After you configure network environments and resources and add data sources to DataWorks, you can create and run a real-time data sync node to synchronize data between the data sources. This topic describes how to create a real-time data sync node and view the status of the node.

Prerequisites

Before you create a real-time data sync node, make sure that the following operations are performed:

Limits

  • DataWorks allows you to use only exclusive resource groups for Data Integration to run real-time data sync nodes.

  • Real-time data sync nodes support the following data sources and data conversion methods:
    • Sources: MySQL Binlog, DataHub, LogHub, Kafka, PolarDB, and SQL Server
    • Destinations: MaxCompute, Hologres, Elasticsearch, DataHub, and Kafka
    • Data conversion methods: data filtering, string replacement, and data de-identification
  • The following rules must be observed when you configure a real-time data sync node:
    • You can synchronize data from one or more source tables to a single destination table. If you want to synchronize data to multiple destination tables, you must create a real-time data sync node for each destination table.
    • You can synchronize data from multiple tables to a single destination table only when the source is MySQL Binlog or SQL Server. The types and schemas of the source tables must be the same. For example, all the source tables are MySQL Binlog tables.
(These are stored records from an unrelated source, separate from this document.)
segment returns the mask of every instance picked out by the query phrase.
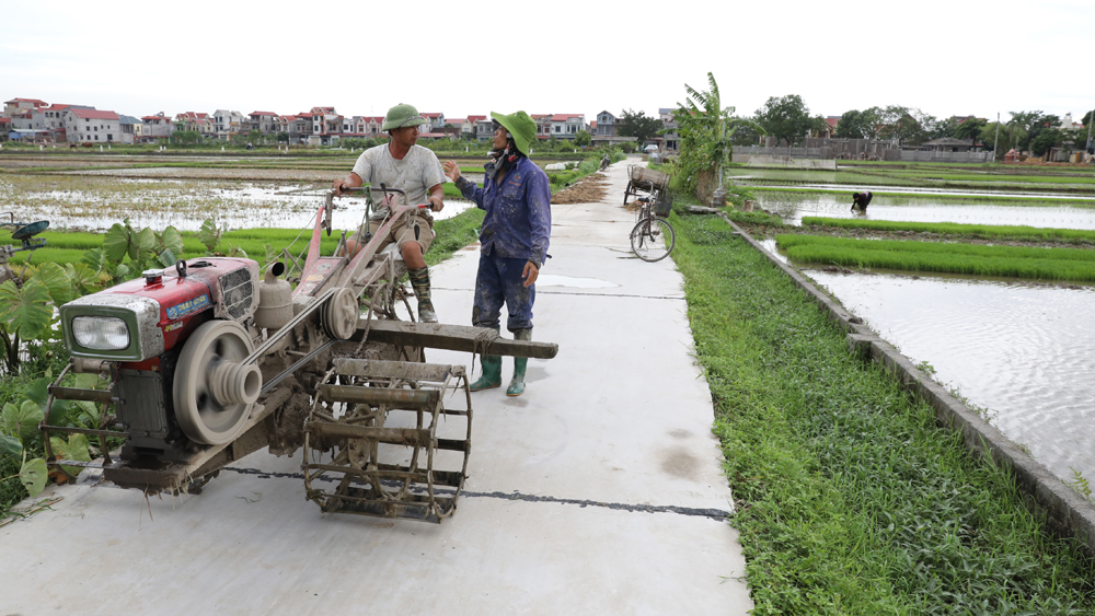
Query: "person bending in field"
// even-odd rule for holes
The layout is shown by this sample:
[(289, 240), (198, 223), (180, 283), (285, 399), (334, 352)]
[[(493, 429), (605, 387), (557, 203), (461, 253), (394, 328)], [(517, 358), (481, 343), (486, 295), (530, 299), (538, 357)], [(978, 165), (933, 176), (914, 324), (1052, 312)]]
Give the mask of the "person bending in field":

Create a real-time data sync node

  1. Log on to the DataWorks console.
  2. In the left-side navigation pane, click Workspaces.
  3. After you select the region in which the workspace that you want to manage resides, find the workspace and click Data Analytics in the Actions column.
  4. Create a workflow.
    If you have a workflow, skip this step.
    1. Move the pointer over the Create icon and select Workflow.
    2. In the Create Workflow dialog box, set the Workflow Name parameter.
    3. Click Create.
  5. Create a real-time data sync node.
    1. On the DataStudio page, move the pointer over the Create icon icon and choose Data Integration > Real-time synchronization.
      Alternatively, find the workflow in which you want to create a real-time data sync node and right-click the Data Integration. From the shortcut menu, choose Create > Real-time synchronization.
    2. In the Create Node dialog box, set the parameters. Create a real-time data sync node to synchronize data in a single table
      Parameter Description
      Node Type The type of the node. Default value: Real-time synchronization.
      Sync Method Set this parameter to End-to-end ETL. This method is used to synchronize data from one or more source tables to a destination table in real time. You can convert data types during synchronization.
      Note
      • You can synchronize data from one or more source tables to a single destination table. If you want to synchronize data to multiple destination tables, you must create a real-time data sync node for each destination table.
      • You can synchronize data from multiple tables to a single destination table only when the source is MySQL Binlog or SQL Server. The types and schemas of the source tables must be the same. For example, all the source tables are MySQL Binlog tables.
      Node Name The name of the node. The name must be 1 to 128 characters in length and can contain letters, digits, underscores (_), and periods (.).
      Location The folder in which the real-time data sync node is stored.
    3. Click Commit. You are navigated to the configuration tab of the real-time data sync node.
  6. Select a resource group.
    1. On the right side of the configuration tab, click the Basic Configuration tab.
    2. In the panel that appears, select the resource group that you want to use from the Resource Group drop-down list.
      Note

      DataWorks allows you to use only exclusive resource groups for Data Integration to run real-time data sync nodes.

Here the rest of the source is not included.